Sascha Franck wrote:THIS happened to me EXACTLY the same way countless times in my old band.putte wrote: A friend of mine who did learn all the stuff once listened to a piano-piece of mine and said "you know putte, what you play there is actually ´wrong´, from the educated musician point of view .. but i love it, and could never ever have such an idea to play something like this cause i´d know its ´wrong´ to play it".
Our singer (who was the main songwriter as well) allways came up with something "wrong" - but in the end we allways kept the "wrong" parts because they just sounded great.
A prime example: A lot of you may know a stock open position C major chord on guitars (3rd fret A string, 2nd fret D string, open G string, 1st fret B string, open high E string). When you move the fingered notes up a whole note (two frets that is ;o)) while keeping the open strings, the chord spelling becomes: D-F#-G-D-E, resolving in a D-chord with both the major 3rd and the 4th present.
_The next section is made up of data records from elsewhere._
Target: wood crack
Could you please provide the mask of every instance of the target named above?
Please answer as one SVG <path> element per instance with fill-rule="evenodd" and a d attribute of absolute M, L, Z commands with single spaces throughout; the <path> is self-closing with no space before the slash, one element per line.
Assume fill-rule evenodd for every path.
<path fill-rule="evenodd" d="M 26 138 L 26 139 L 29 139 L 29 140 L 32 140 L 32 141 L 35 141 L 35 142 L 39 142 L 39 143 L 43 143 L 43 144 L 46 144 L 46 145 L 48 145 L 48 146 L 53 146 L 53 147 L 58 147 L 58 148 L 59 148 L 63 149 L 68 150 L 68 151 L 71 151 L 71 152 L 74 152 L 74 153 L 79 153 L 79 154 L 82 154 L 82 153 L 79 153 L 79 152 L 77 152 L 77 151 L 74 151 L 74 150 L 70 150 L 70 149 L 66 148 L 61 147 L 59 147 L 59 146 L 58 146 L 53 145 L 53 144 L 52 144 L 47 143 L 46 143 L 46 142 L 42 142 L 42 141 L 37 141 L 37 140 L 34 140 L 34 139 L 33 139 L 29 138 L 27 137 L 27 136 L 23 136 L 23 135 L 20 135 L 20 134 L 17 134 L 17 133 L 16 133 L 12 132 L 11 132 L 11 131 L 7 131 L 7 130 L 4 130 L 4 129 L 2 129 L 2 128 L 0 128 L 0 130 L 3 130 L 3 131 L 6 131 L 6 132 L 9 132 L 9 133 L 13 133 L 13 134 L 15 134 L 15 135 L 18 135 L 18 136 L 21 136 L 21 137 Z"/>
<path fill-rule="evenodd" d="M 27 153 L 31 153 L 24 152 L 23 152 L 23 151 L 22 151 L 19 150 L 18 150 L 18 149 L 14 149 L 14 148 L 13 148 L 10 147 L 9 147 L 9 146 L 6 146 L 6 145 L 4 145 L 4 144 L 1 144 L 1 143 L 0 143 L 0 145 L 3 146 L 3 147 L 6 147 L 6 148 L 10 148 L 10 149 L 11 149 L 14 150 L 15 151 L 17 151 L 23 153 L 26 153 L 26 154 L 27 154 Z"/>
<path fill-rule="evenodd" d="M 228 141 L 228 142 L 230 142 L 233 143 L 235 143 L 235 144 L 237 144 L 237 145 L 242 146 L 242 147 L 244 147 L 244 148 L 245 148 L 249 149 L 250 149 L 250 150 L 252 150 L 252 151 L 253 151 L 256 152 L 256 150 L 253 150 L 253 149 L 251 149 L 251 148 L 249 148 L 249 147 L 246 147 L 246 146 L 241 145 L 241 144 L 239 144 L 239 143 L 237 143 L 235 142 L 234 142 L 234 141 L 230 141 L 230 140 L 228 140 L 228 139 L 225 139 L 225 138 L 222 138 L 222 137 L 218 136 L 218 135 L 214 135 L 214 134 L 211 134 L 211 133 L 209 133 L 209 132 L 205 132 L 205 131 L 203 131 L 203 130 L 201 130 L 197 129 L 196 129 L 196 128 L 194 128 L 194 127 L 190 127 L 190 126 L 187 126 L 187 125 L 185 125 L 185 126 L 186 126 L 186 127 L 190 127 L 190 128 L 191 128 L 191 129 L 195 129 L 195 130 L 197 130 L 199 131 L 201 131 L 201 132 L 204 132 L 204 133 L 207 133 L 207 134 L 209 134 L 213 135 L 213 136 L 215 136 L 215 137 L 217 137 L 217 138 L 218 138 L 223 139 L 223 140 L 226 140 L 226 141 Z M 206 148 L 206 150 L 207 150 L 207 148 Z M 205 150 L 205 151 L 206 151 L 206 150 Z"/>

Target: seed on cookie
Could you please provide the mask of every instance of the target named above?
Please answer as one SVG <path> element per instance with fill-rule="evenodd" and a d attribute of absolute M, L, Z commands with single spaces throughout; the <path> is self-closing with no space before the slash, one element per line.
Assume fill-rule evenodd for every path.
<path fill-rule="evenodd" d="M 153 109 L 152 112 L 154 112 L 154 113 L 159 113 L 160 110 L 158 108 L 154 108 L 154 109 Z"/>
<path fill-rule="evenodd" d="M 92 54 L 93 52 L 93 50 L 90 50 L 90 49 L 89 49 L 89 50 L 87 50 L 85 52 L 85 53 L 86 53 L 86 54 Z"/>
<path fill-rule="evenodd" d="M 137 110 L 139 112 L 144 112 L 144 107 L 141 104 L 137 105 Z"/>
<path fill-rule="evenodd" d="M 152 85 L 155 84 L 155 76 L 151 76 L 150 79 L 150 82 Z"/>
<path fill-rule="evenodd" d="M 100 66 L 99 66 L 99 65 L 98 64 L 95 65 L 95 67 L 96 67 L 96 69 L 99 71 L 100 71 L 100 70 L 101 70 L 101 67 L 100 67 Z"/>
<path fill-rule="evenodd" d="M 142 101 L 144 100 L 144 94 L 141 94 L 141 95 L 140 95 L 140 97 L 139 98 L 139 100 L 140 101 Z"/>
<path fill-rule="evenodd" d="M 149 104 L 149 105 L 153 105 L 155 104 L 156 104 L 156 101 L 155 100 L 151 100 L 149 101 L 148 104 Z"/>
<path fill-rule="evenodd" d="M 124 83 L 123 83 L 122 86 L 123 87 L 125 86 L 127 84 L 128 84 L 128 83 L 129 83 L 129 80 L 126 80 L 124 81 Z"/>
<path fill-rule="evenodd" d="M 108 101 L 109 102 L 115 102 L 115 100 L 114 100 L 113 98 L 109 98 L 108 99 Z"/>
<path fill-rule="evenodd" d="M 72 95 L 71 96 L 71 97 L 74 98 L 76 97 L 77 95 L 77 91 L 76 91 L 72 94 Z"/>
In all theoretical explanations this is a "you better omit it!" situation - but does that particular chord sound great or what (it even does when you don't arpeggiate it but strum it)?
Same thing about that B major chord (7th position, E-barré-type thingy) with the high B and E strings ringing open...
Indeed mate, that is a superb chord. And there are so many progression which can be worked using the G string drone, and they all sound fantastic too!